Let's investigate password protected sites: at times seekers have to find a solution in order to solve some funny 'access' or 'protection' schemes, that are mostly intended to hide knowledge from knowledge seekers. Well, you will soon see how easy it is to disable them...


  1. Get a proxy (NOT in your own country). A good proxy will (try to) hide your real IP address, just in case. There are huge proxies lists out there, find and use them, else use Iefaf's altavista trick and collect good working proxies on your own.
  2. Configure your browser to use the proxy (for this, see detailed instructions elsewhere on my site).
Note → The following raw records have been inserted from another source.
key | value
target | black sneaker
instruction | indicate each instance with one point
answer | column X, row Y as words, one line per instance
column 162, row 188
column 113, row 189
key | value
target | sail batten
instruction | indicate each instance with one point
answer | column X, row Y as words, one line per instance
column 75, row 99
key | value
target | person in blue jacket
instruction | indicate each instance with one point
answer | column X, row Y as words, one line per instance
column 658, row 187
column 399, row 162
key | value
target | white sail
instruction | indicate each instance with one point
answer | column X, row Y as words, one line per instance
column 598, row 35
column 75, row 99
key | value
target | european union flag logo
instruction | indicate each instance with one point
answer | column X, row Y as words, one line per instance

  3. Check that everything works... trusted proxy checkers should say "proxy not detected" (careful, there are some 'trap' proxy checkers out there, used by our enemies to kill proxies).
  4. Set up your password buster of choice: Entry Pro, wwwhack, webcracker, your own, whatever.
  5. "Set up" means, of course, not only uynpacking and running it, but also having the password buster going through your proxy, DO NOT FORGET THIS STEP, mostly option menu and then proxy setup.
  6. Re-build the name list. The one you got with the wwhack distribution is NOT GOOD. It works at times, granted, and you'll be able to enter some 'password protected' sites, but that lists are nevertheless FAR from being really useful.
  7. Simplest lists are just single words, that resolve BOTH to username and to password: fred/fred james/james and so on. Single lists will seldom work. Anyway if you really are going to use simple lists, use -at least- alphanumeric ones like fred34/fred34 or 69porn/69porn.
  8. Combined lists are MUCH more useful and bingo-prone.